E’ stato Tommaso Fazello, uno dei più grandi storici della nostra isola, ad effettuare intorno al 1550 la prima ricerca archeologica. Egli, prima di compilare la sua storia della Sicilia,
volle visitare tutte le località siciliane, per documentarsi personalmente. Nel suo libro, pubblicato nel 1558, egli afferma di essersi recato a Tripi, nei cui pressi, a nord- est del castello,
vide i resti di una vecchia e grande città, non riuscendo però a identificare di che città si trattasse. In epoche successive, nel corso di alcuni lavori agricoli effettuati dagli stessi proprietari terrieri,
sono stati ritrovati alcuni oggetti che lasciavano intuire ad una città sepolta; si trattava di monete d’argento e di bronzo, anfore, frammenti di ceramica, ed altri corredi di grande valore storico-archeologico.
In seguito sono state effettuate altre due campagne di scavi a cura della Soprintendenza Archeologica di Siracusa, una nel 1952 e l’altra nel 1961, affidate rispettivamente a François Villard e Madeleine Cavalier.
Nella prima campagna, in contrada Piano, sono stati trovati resti di una villa romana, fra cui tre pezzi di colonne, un torso di statua priva di testa ed altri oggetti; in contrada Currao a seguito dell’individuazione di una necropoli sono state rinvenute altre monete.
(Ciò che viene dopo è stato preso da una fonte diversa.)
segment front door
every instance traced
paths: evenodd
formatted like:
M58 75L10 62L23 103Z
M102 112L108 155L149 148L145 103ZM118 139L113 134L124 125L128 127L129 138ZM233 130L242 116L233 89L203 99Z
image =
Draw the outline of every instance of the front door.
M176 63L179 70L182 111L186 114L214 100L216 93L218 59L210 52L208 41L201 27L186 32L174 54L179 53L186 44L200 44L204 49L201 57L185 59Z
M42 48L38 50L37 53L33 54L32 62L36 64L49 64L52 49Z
Nella seconda campagna, sono stati identificati: l’agorà, una strada lastricata, colonne di pietra, colonne formate da anelli di argilla sovrapposti e un focolare dell’epoca romana.
Sul quotidiano "Il Popolo" del 6 maggio 1961, è stato scritto: "...le costruzioni in pietra e mattoni in terracotta, tirate fuori, si fanno risalire al periodo ellenistico e a quello romano imperiale. Gli scavi hanno portato alla luce numerose monete: alcune sono del tempo di Gerone e portano incise nelle due facce le figure di Giove e del tiranno di Siracusa. Altre sono mamertine con le teste di Eracle, Artemide e Diana".
Nella contrada S. Caterina, inoltre, è stato rinvenuto uno scheletro della lunghezza di circa 1,80 m., deposto in una tomba, avente la volta rotonda e fatta con mattoni disposti a spina di pesce.
Queste due campagne di scavi hanno dato ulteriore conferma che vi era edificata l’antica Abacena.
Attualmente le monete di Abacena sono custodite nei più famosi musei del mondo: Siracusa, Palermo, Napoli, Firenze, Parigi, Monaco, Londra, Berlino e New York. Dopo le ricerche condotte nel 1952 e nel 1961, la Soprintendenza ai Beni Culturali e Ambientali di Messina, sotto la direzione della dottoressa M.G. Bacci, in collaborazione con l’Amministrazione Comunale di Tripi, ha ripreso nel 1994 la campagna di scavi in un vasto settore della necropoli greca sita in contrada Cardusa.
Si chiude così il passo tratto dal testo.